Die zwei wurden noch einmal zu sieben Jahren Gefängnis verurteilt, aber bereits im April 1905 aufgrund besonders guter Führung und durch die Intervention Wilkies vorzeitig entlassen; offenbar hatten die beiden mit ihrer Aktion Eindruck auf den Geheimdienstchef gemacht. Taylors Bruder Harry musste wegen Beihilfe eineinhalb Jahre absitzen.

Sie gründeten nach ihrer Entlassung mit der Unterstützung Wilkies, der den beiden auf diesem Weg wieder in die Gesellschaft zurückhelfen wollte, eine kleine Druckerei und hatten sich geschworen, auf keinen Fall rückfällig zu werden. Doch immer dann, wenn in den USA wieder einmal besonders gute Fälschungen von Dollars auftauchten, erhielten sie Besuch von den Beamten des Secret Service. Vertrauen ist gut, Kontrolle ist besser…. Ihre beiden ehemaligen Chefs Jacobs und Kendig waren im Sommer 1905 aufgrund einer durch den Präsidenten verfügten Begnadigung ebenfalls vorzeitig aus der Haft entlassen worden, da ihr Anwalt erreicht hatte, dass das Strafmaß im Nachhinein als übertrieben hoch eingestuft worden war.
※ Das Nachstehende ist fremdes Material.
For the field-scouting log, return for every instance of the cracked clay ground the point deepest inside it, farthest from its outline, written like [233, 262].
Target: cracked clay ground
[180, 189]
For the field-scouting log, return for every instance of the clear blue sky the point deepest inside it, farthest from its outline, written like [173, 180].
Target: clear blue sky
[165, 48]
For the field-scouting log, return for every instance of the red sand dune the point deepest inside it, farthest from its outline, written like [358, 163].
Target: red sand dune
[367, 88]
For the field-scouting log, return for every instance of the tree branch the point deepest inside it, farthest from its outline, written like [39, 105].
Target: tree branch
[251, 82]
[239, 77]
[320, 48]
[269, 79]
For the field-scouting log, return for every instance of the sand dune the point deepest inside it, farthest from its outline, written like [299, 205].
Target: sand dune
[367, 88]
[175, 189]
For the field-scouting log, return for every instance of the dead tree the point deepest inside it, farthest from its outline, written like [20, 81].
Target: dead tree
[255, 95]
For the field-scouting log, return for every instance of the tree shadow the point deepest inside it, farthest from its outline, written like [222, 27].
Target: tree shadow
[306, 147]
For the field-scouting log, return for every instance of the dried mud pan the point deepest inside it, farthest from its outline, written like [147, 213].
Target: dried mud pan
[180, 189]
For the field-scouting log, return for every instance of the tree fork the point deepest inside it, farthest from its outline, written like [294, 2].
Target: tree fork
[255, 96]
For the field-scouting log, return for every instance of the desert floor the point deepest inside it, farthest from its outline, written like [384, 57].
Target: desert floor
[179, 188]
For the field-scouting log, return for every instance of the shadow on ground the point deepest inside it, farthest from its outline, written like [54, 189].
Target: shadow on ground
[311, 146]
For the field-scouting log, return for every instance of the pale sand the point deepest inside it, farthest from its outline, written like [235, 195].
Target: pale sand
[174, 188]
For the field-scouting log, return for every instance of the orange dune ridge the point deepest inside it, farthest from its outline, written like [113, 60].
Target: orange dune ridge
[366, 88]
Bredell und Taylor hatten danach nie wieder etwas von den beiden gehört.

Der letzte Überlebende dieser Geschichte, Baldwin S. Bredell, ist erst im Juli 1956 gestorben. Und wo einst die Zigarrenfabrik der Cigar Postal Company in Lancaster stand, steht heute ein Wolkenkratzer.